D. Judicial Immunity
Finally, Defendant Nye argues that he has judicial immunity and is not subject to suit regarding his decision in Idaho. The Magistrate Judge agrees. "It is well established that judges performing adjudicatory functions are absolutely immune from suits for money damages." Collyer v. Darling, 98 F.3d 211, 221 (6th Cir. 1996). The Supreme Court has identified only two exceptions to this immunity, neither applicable here. See Mireles v. Waco, 502 U.S. 9, 11-12 (1991) (Judges are not immune from "liability for nonjudicial actions" or for "actions, though judicial in nature, taken in the complete absence of all jurisdiction."). Clearly, Defendant Nye was engaged in judicial actions, and there is no indication Defendant Nye lacked all jurisdiction for the Idaho dispute.
The Supreme Court has provided the following examples for a total lack of jurisdiction:
if a probate court, invested only with authority over wills and the settlement of estates of deceased persons, should proceed to try parties for public offences, jurisdiction over the subject of offences being entirely wanting in the court, and this being necessarily known to its judge, his commission would afford no protection to him in the exercise of the usurped authority. But if on the other hand a judge of a criminal court, invested with general criminal jurisdiction over offences committed within a certain district, should hold a particular act to be a public offence, which is not by the law made an offence, and proceed to the arrest and trial of a party charged with such act, or should sentence a party convincted to a greater punishment than that authorized by the law upon its proper construction, no personal liability to civil action for such acts would attach to the judge, although those acts would be in excess of his jurisdiction, or of the jurisdiction of the court held by him, for these are particulars for his judicial consideration, whenever his general jurisdiction over the subject-matter is invoked.Bradley v. Fisher, 80 U.S. 335, 352 (1871).
III. CONCLUSION
For the reasons stated above, the undersigned RECOMMENDS the Motions to Dismiss be GRANTED and Plaintiff's action be DISMISSED with prejudice.Under Rule 72(b) of the Federal Rules of Civil Procedure, any party has fourteen (14) days from receipt of this Report and Recommendation within which to file with the District Court any written objections to the proposed findings and recommendations made herein.

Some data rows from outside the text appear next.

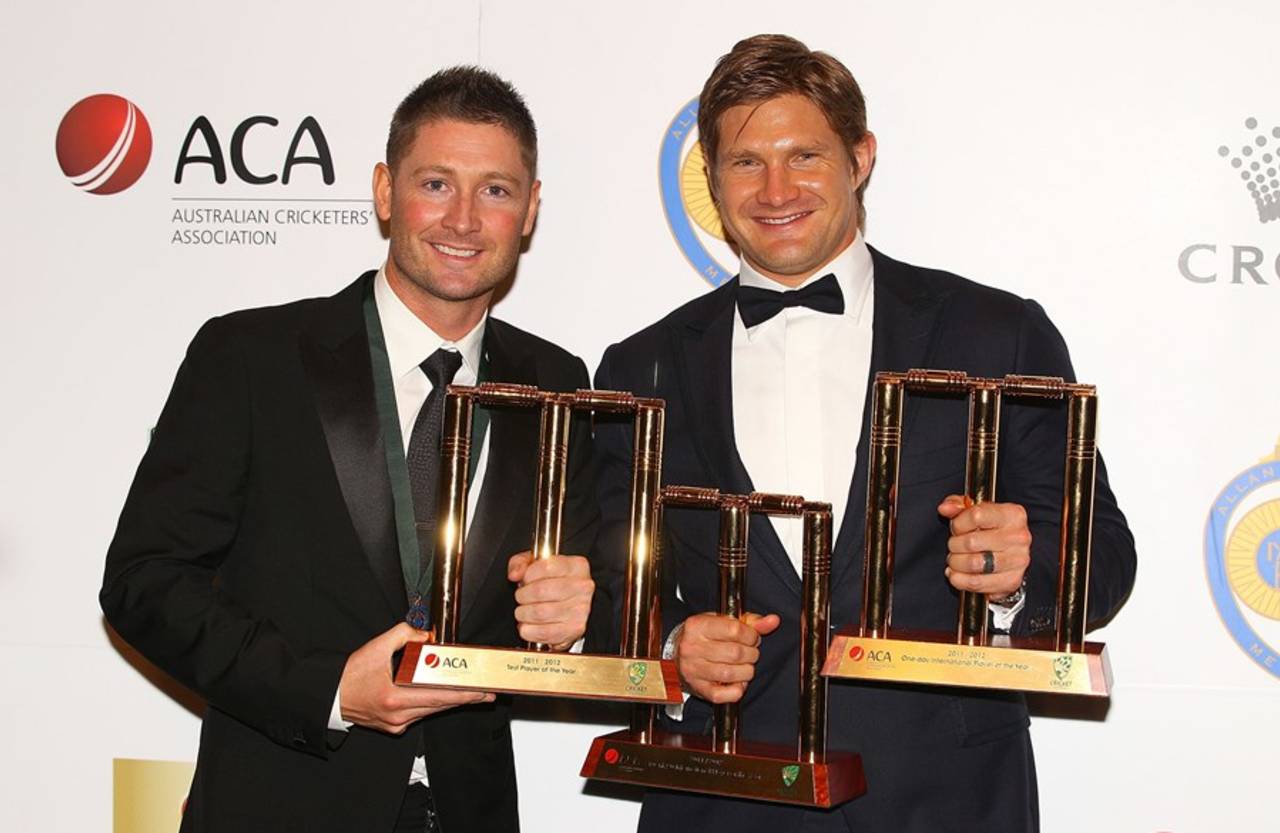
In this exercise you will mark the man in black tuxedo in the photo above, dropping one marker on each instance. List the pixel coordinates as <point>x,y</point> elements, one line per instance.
<point>261,557</point>
<point>767,387</point>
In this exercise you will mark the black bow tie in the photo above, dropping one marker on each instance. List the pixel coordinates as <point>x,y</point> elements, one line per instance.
<point>758,306</point>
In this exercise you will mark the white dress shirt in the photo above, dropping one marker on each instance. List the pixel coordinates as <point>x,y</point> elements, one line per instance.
<point>408,343</point>
<point>799,385</point>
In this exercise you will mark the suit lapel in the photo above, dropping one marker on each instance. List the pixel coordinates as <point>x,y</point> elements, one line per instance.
<point>336,360</point>
<point>903,335</point>
<point>512,438</point>
<point>704,352</point>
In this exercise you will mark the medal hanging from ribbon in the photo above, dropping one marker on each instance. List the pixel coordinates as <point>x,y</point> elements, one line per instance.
<point>416,553</point>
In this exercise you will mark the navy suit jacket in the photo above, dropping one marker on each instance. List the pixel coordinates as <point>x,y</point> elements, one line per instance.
<point>936,759</point>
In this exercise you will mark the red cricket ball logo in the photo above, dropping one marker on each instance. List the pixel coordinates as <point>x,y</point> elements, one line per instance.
<point>104,143</point>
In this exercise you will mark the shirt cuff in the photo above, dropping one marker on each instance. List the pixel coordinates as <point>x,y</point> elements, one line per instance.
<point>336,722</point>
<point>668,651</point>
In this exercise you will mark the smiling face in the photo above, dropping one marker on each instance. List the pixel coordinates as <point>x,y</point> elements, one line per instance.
<point>786,186</point>
<point>457,205</point>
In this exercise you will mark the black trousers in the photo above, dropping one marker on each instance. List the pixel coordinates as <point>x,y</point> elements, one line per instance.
<point>417,811</point>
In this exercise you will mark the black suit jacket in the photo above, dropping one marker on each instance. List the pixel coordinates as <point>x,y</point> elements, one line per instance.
<point>256,552</point>
<point>936,759</point>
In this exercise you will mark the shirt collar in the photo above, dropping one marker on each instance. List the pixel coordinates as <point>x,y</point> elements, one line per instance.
<point>410,341</point>
<point>851,266</point>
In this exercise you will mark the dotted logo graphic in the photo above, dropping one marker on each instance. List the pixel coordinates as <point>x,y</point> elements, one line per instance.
<point>686,198</point>
<point>104,143</point>
<point>1242,558</point>
<point>1257,161</point>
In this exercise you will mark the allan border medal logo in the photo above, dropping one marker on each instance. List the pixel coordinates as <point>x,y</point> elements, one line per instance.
<point>686,198</point>
<point>1242,558</point>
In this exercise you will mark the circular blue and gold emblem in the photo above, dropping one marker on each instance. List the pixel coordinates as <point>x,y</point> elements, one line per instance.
<point>1242,555</point>
<point>686,198</point>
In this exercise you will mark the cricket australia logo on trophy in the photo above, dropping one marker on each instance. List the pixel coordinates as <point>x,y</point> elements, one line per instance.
<point>1242,558</point>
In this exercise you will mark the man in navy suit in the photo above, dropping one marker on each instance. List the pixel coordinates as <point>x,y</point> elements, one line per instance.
<point>767,381</point>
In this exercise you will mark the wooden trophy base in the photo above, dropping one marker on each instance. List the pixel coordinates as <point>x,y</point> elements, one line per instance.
<point>755,770</point>
<point>1010,664</point>
<point>515,671</point>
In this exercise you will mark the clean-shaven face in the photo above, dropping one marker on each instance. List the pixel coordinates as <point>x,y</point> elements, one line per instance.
<point>457,205</point>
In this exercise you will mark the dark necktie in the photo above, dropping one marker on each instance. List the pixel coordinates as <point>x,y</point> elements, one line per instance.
<point>758,306</point>
<point>424,451</point>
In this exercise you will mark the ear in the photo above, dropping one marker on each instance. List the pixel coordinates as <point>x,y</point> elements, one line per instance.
<point>864,159</point>
<point>383,191</point>
<point>535,200</point>
<point>711,184</point>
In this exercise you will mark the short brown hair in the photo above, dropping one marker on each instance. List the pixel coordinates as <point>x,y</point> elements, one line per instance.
<point>465,94</point>
<point>769,65</point>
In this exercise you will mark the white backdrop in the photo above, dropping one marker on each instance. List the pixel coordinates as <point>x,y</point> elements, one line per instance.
<point>1070,155</point>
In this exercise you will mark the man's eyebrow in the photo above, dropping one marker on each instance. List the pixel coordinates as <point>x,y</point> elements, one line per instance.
<point>446,170</point>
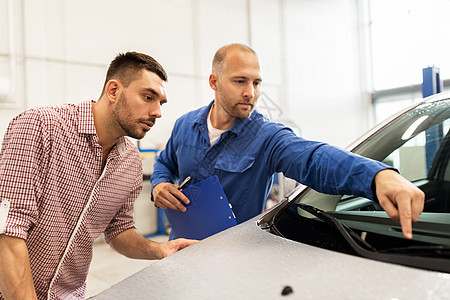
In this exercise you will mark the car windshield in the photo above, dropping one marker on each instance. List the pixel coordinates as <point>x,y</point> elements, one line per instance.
<point>417,144</point>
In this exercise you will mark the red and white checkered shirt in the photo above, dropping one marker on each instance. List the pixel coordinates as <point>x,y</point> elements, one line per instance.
<point>54,195</point>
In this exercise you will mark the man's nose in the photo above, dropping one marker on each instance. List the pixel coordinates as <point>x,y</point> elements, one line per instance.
<point>155,110</point>
<point>249,91</point>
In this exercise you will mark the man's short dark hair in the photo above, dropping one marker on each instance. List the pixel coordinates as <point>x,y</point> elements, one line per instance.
<point>127,67</point>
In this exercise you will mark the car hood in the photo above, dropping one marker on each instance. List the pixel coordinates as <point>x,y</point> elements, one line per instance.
<point>245,262</point>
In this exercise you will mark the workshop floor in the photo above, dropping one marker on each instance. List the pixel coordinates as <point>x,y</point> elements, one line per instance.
<point>108,267</point>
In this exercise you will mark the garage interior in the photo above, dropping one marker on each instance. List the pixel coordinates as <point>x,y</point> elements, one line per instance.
<point>332,68</point>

Any party opposing shall have fourteen (14) days from receipt of any objections filed regarding this Report within which to file a response to said objections. Failure to file specific objections within fourteen (14) days of receipt of this Report and Recommendation may constitute a waiver of further appeal of this Recommendation. Thomas v. Arn, 474 U.S. 140, reh'g denied, 474 U.S. 1111 (1986).
Entered this 31st day of March, 2011.